Figure 13. This is how demo.net should look like when displayed in the DX system.

demo.net
  • demo.cfg

    CONCLUSIONS

    In this project, a C module is implemented for compressing color images. All color images are stored in RGB color space. In order to apply wavelet transform onto a given color image, one must transfer this image from RGB space to YUV space. See
    Color Space Transform section for detailed formulas to transfer between two spaces.

    In general, the higher number of wavelet transforms performed on average image, the higher compression ratio one will get. This is because the more number of wavelet transforms is used, the more high-pass information is extracted out from the original image. Since high-pass subimages are mostly sparse, lossy compression coding can be used to get better compression ratio. In this project, the compression method used is simply by throughing away those high-pass information. The more high-pass data we dropped, the more blur we get from the reconstruced image.
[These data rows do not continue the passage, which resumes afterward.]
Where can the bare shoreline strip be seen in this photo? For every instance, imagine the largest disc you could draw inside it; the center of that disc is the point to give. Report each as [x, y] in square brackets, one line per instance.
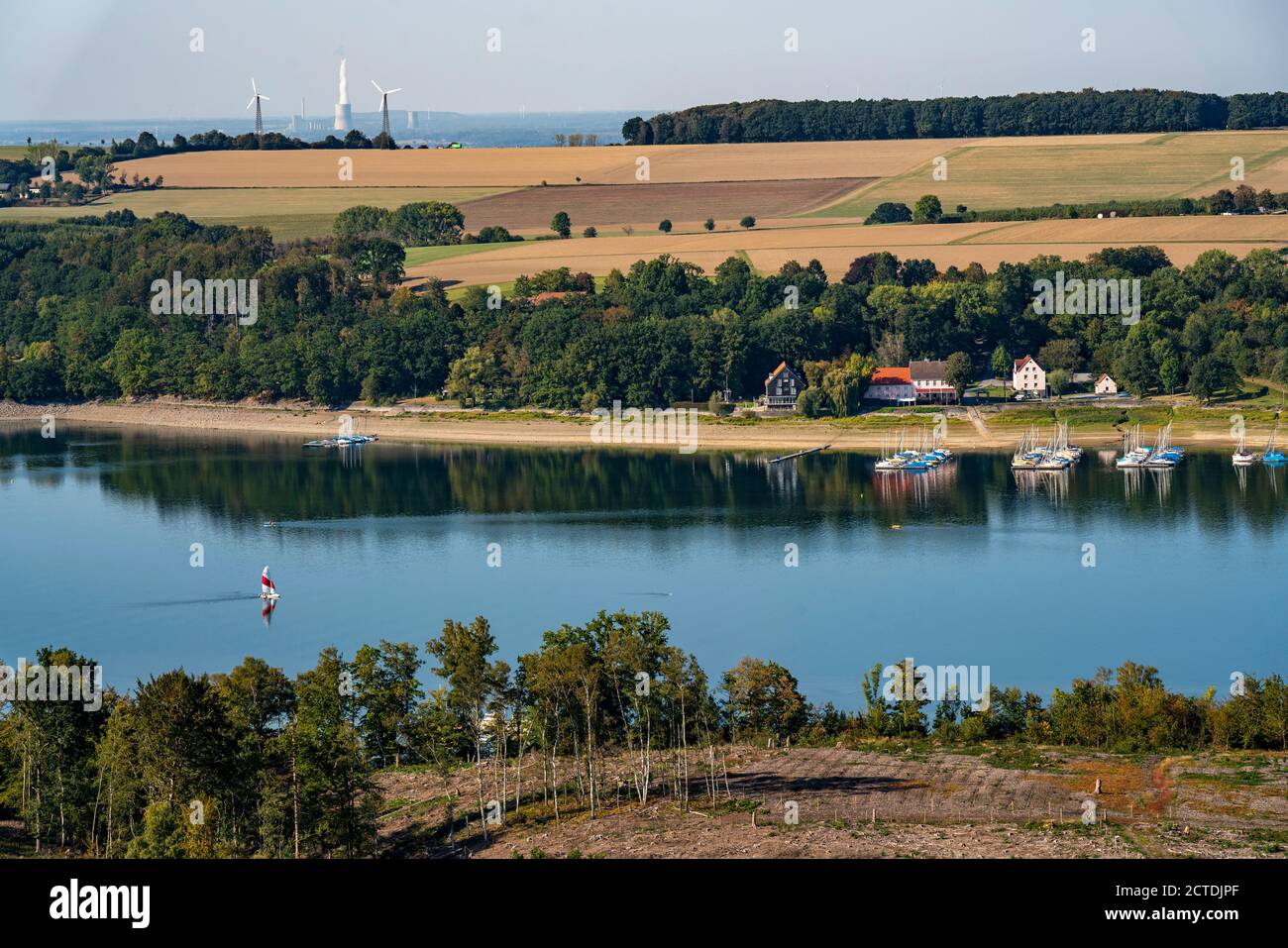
[429, 427]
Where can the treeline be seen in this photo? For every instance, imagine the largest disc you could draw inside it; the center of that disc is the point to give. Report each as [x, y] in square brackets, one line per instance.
[1085, 112]
[1240, 200]
[76, 322]
[146, 146]
[256, 763]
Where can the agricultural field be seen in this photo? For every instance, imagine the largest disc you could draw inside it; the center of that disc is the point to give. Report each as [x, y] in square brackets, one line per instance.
[1024, 171]
[514, 167]
[1183, 239]
[287, 213]
[613, 205]
[807, 197]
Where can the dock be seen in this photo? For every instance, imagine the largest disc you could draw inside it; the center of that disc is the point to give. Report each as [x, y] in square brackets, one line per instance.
[800, 454]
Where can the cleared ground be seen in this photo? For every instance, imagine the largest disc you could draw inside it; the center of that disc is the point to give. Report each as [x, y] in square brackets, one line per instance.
[1183, 239]
[992, 802]
[1024, 171]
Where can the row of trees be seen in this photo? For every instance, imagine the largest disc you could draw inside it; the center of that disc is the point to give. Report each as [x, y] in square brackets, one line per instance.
[256, 763]
[75, 321]
[1026, 114]
[1240, 200]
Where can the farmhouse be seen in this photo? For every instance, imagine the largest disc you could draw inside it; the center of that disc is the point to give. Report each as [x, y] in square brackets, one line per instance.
[782, 386]
[893, 385]
[927, 381]
[1026, 375]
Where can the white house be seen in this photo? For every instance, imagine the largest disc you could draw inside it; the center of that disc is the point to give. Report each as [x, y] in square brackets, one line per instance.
[1028, 375]
[893, 385]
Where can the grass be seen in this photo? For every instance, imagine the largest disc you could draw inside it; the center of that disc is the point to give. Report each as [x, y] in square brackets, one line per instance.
[1001, 175]
[420, 256]
[287, 213]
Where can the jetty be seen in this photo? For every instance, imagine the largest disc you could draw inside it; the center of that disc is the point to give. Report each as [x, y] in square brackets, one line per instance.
[800, 454]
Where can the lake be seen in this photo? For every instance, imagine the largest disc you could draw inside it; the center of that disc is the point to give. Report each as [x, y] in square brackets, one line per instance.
[967, 565]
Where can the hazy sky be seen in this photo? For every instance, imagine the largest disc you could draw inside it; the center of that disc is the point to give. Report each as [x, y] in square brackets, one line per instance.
[114, 59]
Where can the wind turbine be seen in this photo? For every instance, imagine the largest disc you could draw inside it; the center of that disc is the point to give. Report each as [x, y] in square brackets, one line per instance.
[254, 101]
[384, 106]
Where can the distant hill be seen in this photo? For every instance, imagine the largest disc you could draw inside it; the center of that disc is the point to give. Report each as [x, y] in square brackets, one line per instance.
[498, 129]
[1025, 114]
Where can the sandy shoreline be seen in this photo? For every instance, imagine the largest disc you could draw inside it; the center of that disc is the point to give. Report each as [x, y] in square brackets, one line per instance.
[420, 425]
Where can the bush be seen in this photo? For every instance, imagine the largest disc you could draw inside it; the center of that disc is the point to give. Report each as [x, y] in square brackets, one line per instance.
[810, 403]
[889, 213]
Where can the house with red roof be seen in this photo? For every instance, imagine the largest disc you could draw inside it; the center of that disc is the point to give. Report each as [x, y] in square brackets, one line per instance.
[1026, 375]
[782, 388]
[893, 385]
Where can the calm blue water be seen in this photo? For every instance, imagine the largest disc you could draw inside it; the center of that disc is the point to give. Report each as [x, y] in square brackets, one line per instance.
[97, 526]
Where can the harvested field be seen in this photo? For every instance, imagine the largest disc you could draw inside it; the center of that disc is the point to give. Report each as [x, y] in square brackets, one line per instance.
[1273, 175]
[613, 205]
[531, 166]
[1026, 171]
[1183, 239]
[288, 213]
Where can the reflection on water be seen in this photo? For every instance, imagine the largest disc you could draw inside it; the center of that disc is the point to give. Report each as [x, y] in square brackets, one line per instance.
[389, 540]
[250, 481]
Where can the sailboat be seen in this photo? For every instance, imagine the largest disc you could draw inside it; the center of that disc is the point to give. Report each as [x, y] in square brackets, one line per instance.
[1241, 456]
[1273, 455]
[267, 590]
[1133, 455]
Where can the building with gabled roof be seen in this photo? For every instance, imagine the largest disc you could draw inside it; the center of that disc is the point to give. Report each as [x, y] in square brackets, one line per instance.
[930, 384]
[782, 388]
[1026, 375]
[893, 385]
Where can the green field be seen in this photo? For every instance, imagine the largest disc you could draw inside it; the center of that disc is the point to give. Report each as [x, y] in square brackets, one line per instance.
[1025, 172]
[287, 213]
[420, 256]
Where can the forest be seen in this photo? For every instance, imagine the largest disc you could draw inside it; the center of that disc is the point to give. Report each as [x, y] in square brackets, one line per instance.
[257, 763]
[1086, 112]
[76, 324]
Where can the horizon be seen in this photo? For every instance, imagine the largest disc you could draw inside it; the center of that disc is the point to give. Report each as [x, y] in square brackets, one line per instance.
[544, 52]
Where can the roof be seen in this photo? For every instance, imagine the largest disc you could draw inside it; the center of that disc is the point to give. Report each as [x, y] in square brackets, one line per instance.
[781, 368]
[927, 369]
[897, 375]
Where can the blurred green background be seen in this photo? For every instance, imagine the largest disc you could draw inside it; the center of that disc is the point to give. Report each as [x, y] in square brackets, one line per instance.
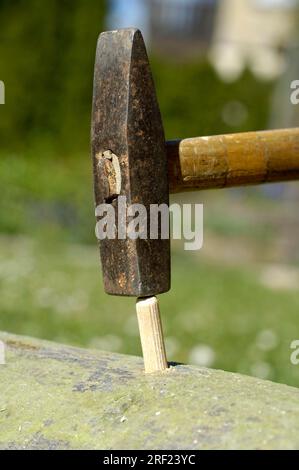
[234, 304]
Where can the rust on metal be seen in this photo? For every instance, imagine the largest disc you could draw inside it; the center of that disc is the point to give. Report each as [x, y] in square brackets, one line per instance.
[126, 124]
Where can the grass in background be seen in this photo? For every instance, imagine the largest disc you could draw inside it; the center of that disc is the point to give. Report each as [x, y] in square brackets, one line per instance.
[221, 312]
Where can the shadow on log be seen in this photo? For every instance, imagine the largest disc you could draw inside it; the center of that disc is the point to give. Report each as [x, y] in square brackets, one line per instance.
[60, 397]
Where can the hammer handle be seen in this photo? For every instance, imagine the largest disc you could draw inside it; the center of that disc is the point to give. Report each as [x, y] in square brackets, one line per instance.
[233, 160]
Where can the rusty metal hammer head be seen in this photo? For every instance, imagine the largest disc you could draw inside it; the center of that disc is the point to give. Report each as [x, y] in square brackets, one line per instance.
[129, 159]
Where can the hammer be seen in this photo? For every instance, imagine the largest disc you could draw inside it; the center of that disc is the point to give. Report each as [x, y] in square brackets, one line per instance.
[132, 164]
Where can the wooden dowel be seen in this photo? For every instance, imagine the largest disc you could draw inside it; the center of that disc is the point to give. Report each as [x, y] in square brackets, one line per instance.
[151, 334]
[224, 161]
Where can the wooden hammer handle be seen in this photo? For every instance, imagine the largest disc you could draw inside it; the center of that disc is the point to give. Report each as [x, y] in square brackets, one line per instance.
[233, 160]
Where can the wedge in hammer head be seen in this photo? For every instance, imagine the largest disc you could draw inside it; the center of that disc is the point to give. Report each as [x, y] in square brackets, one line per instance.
[129, 159]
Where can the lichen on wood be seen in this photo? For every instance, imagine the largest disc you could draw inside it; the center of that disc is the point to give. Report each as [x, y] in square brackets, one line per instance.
[60, 397]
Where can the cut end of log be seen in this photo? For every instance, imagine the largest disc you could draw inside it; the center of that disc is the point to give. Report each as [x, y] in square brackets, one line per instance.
[151, 334]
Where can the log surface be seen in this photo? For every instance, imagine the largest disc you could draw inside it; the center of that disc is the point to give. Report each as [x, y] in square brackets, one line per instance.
[59, 397]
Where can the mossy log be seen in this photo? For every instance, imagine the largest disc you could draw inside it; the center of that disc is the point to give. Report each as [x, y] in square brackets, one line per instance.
[60, 397]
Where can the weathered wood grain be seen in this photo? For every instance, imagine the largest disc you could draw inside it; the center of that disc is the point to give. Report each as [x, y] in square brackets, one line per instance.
[233, 160]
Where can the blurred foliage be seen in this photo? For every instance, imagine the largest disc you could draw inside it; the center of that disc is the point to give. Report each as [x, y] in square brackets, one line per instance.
[46, 61]
[47, 54]
[51, 287]
[193, 100]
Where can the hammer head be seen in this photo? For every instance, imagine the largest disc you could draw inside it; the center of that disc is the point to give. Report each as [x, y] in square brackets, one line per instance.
[129, 159]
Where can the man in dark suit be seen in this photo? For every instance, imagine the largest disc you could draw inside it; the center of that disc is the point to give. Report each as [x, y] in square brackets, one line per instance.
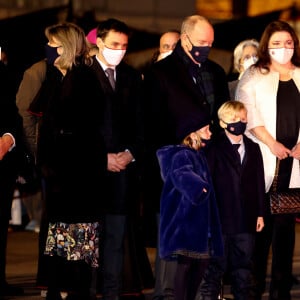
[237, 171]
[173, 87]
[123, 132]
[10, 129]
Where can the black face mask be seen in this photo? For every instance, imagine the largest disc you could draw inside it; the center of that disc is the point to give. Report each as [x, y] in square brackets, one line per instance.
[199, 53]
[236, 128]
[51, 54]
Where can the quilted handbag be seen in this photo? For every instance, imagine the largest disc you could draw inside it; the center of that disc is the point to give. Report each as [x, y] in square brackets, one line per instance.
[285, 202]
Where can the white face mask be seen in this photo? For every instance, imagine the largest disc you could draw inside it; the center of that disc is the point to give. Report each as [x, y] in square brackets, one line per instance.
[248, 62]
[164, 55]
[281, 55]
[113, 56]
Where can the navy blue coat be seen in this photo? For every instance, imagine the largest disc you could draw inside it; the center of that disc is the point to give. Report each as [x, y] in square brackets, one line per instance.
[187, 214]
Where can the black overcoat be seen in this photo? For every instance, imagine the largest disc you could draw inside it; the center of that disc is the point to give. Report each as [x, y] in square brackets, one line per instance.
[239, 188]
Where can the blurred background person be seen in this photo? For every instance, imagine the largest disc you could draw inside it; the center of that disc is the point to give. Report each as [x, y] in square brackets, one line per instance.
[10, 134]
[167, 43]
[30, 85]
[244, 56]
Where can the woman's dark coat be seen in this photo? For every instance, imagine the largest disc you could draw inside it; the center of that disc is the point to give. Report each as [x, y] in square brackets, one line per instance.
[71, 150]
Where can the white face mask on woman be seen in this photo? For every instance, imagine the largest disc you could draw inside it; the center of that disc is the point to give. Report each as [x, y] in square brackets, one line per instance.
[113, 56]
[281, 55]
[248, 62]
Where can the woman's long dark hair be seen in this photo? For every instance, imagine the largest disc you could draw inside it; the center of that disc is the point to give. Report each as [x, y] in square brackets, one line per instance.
[264, 59]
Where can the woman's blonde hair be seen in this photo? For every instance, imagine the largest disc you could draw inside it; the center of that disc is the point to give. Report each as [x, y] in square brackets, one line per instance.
[73, 41]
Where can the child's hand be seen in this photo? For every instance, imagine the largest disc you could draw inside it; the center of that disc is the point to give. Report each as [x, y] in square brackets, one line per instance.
[260, 224]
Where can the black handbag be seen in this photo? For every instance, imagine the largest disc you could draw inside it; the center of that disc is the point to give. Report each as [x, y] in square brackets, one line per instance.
[28, 174]
[285, 202]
    Compare to RGB color space, YUV space provides better access when dealing with compression. This is because human vision is not very sensitive to color differences. Thus U and V spaces can be further compressed by factor of two on both horizontal and vertical directions, yet our eyes won't notice the changes.

    There is one assumption used in the wavelet transform module. Traditionally, wavelet transform assumes all images are periodically repeated. But images are not periodic, and instead, they are surrounded by zeros. Due to this assumption used in the module, there is some error exist near the edges of the reconstructed image. If the level of wavelet transform is increased, this error will cumulate, resulting in more error around the edges of the reconstruced image. Thus number of wavelet transforms used on a image should be kept as few as possible. Some research regarding this matter is now undergoing in MIT. Hopefully new improved wavelet transform can be developed in the near future.


    ACKNOWLEDGMENT

    I would like to express my sincere appreciation to Professor
    Bruce Land for providing the expert guides and equipment that is necessary to complete this work. Special thank to my parents who financially surported me to make this study at Cornell University possible.

    REFERENCES

    [1] Gregory K. Wallace, "The JPEG Still Picture Compression Standard" IEEE Transactions on Consumer Electronics, Vol. 38 No. 1 Feb. 1992.

    [2] Didier Le Gall, "MPEG: A Video Compression Standard for Multimedia Applications" Communications of the ACM. Vol. 34 No. 4 April 1991. pp. 47-58

    [3] IBM Data Explorer 2.0. For more information, click here

    [4] Marc Antonini, Michel Barlaud, "Image Coding Using Wavelet Transform" IEEE Transactions on Image Processing, Vol. 1, No. 2, April 1992. pp. 205-220

    [5] I. Daubechies "Ten Lectures On Wavelets" Society for Industrial and Applied Mathematics, 1995.

    [6] Charles A. Poynton "Technical Introduction to Digital Video" Wiley & Sons, 1995. pp. 28-29

    [7] A. Lewis G. Knowles "Image Compression Using the 2-D Wavelet" IEEE Transactions on Image Processing, Vol. 1 No. 2 1992. pp.244-250

    [8] M. Hilton, B. Jawerth, A. Sengupta "Compressing Still and Moving Images with Wavelets" Multimedia Systems, Springer-Verlag 1994. 2:218-227

    [9] A. Oppenheim R. Schafer "Discrete-Time Signal Processing" Prentice Hall, 1989.